GETTING_STARTED.md

# Getting Started

For setting up the test environment, please refer to [installation
instructions](INSTALL.md).


## Training


#### Single-GPU Training


```bash
export CUDA_VISIBLE_DEVICES=0
python tools/train.py -c configs/faster_rcnn_r50_1x.yml
```

#### Multi-GPU Training


```bash
export CUDA_VISIBLE_DEVICES=0,1,2,3,4,5,6,7
python tools/train.py -c configs/faster_rcnn_r50_1x.yml
```

- Datasets is stored in `dataset/coco` by default (configurable).
- Pretrained model is downloaded automatically and cached in `~/.cache/paddle/weights`.
- Model checkpoints is saved in `output` by default (configurable).
- To check out hyper parameters used, please refer to the config file.
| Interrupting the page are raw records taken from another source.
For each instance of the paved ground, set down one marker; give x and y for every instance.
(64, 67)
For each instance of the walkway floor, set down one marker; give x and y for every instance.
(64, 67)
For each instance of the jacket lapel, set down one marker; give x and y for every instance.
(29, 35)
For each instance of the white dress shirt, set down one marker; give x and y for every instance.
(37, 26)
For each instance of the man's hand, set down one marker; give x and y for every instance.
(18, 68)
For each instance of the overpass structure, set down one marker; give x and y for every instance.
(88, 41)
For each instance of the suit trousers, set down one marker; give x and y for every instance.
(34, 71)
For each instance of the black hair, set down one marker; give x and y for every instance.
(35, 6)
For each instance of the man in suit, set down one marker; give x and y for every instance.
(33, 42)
Alternating between training epoch and evaluation run is possible, simply pass
in `--eval=True` to do so (tested with `SSD` detector on Pascal-VOC, not
recommended for two stage models or training sessions on COCO dataset)


## Evaluation


```bash
export CUDA_VISIBLE_DEVICES=0
# or run on CPU with:
# export CPU_NUM=1
python tools/eval.py -c configs/faster_rcnn_r50_1x.yml
```

- Checkpoint is loaded from `output` by default (configurable)
- Multi-GPU evaluation for R-CNN and SSD models is not supported at the
moment, but it is a planned feature


## Inference


- Run inference on a single image:

```bash
export CUDA_VISIBLE_DEVICES=0
# or run on CPU with:
# export CPU_NUM=1
python tools/infer.py -c configs/faster_rcnn_r50_1x.yml --infer_img=demo/000000570688.jpg
```

- Batch inference:

```bash
export CUDA_VISIBLE_DEVICES=0
# or run on CPU with:
# export CPU_NUM=1
python tools/infer.py -c configs/faster_rcnn_r50_1x.yml --infer_dir=demo
```

The visualization files are saved in `output` by default, to specify a different
path, simply add a `--save_file=` flag.


## FAQ

**Q:**  Why do I get `NaN` loss values during single GPU training? </br>
**A:**  The default learning rate is tuned to multi-GPU training (8x GPUs), it must
be adapted for single GPU training accordingly (e.g., divide by 8).


**Q:**  How to reduce GPU memory usage? </br>
**A:**  Setting environment variable FLAGS_conv_workspace_size_limit to a smaller
number can reduce GPU memory footprint without affecting training speed.
Take Mask-RCNN (R50) as example, by setting `export FLAGS_conv_workspace_size_limit=512`,
batch size could reach 4 per GPU (Tesla V100 16GB).